Wines from Stellenbosch were served at the gala dinner held to mark the recent opening of the Scottish Parliament, a function attended by Queen Elizabeth. The wine producer who achieved this honour is Ken Forrester, the former Johannesburg restaurateur who has become a successful wine farmer. It was an appropriate choice: Ken Forrester has a Scottish background

The wines came from Kenís farm Scholtzenhof, near Stellenbosch, and the dinner provided excellent exposure for him and indeed for the entire Cape wine industry.

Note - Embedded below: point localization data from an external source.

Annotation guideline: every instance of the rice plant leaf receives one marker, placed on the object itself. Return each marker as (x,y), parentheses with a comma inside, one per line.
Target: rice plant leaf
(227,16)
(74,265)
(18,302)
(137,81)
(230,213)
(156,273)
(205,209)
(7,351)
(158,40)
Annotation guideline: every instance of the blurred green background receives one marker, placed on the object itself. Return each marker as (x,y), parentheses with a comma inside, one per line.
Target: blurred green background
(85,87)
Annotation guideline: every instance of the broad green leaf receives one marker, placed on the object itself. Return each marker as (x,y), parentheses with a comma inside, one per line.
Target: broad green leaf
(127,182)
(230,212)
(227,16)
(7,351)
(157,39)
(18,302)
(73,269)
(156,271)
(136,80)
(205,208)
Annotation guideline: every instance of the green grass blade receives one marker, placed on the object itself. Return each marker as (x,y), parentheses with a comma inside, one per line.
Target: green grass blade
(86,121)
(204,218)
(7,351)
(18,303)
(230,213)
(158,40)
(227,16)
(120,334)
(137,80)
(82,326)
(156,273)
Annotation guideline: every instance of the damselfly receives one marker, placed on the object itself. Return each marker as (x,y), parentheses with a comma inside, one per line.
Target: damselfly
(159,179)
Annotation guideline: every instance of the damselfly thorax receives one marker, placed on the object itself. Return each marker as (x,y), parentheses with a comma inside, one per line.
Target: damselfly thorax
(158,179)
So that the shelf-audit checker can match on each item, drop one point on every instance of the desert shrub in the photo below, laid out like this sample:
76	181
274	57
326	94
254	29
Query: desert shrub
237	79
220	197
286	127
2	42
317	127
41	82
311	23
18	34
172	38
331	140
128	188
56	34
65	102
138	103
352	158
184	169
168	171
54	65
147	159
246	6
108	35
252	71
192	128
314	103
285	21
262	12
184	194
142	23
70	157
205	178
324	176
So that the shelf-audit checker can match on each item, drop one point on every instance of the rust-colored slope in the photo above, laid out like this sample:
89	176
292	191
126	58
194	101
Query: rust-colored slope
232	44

Two columnists in the Glasgow Herald, Joe Fattorini and Tom Shields, noted that Ken and Teresa Forrester bought Scholtzenhof only a few years ago and that their maiden vintage in 1994 was an outstanding sauvignon blanc.

Scholtzenhof is, in fact, one of the oldest wine farms at the Cape, granted in 1689 by Governor Simon van der Stel. For the past century its grapes have been delivered to the nearby Helderberg Winery but the Forresters are now producing six different wines under their own label. Since 1998, the wines have been made by Martin Meinert, one-time Johannesburg newspaper journalist, who built up a big reputation as winemaker at Vergelegen, Somerset West.

The wines served at the Scottish Parliament dinner were the 1998 Ken Forrester Sauvignon Blanc and the 1998 Ken Forrester Grenache/Syrah. The sauvignon is a big, full-bodied white, 13 percent alcohol, with the gooseberry, flinty flavours typical of this cultivar. At a retail price in South Africa of about R27 it is good value. The red Grenache/Syrah is a 67/33 blend that has spent nine months in oak. The grenache grape is not well known here but it is widely planted in southern France, Spain and California. Syrah is another name for shiraz, a grape that has been part of the Cape scene for many years. The Ken Forrester Grenache/Syrah has fruity, mulberry, pepper, clove features and retails at about R36.

Scotland is, of course, famous for whisky, not wine, and a newcomer to South Africa is a single malt Scotch whisky called The Balvenie. It comes from Speyside, on the east coast of the Highlands whisky region, and three variations of this whisky have been imported to South Africa by the Stellenbosch-based Vinimark company in spite of forbidding prices (blame the weak rand again).

Single malt whiskies are distilled from pure barley malt and are not blended with whiskies from any other source. The Balvenie Founderís Reserve, aged 10 years, retails in South Africa at about R205 a bottle; the Balvenie Double Wood, aged 12 years, at R230, and the Balevenie Single Barrel, aged 15 years, at R295. As you may imagine, all three are superb: mellow, subtle and complex. Vinimark believe that there is a niche market here for whiskies of this calibre. The connoisseurs should be able to find them in leading liquor stores, hotels and restaurants.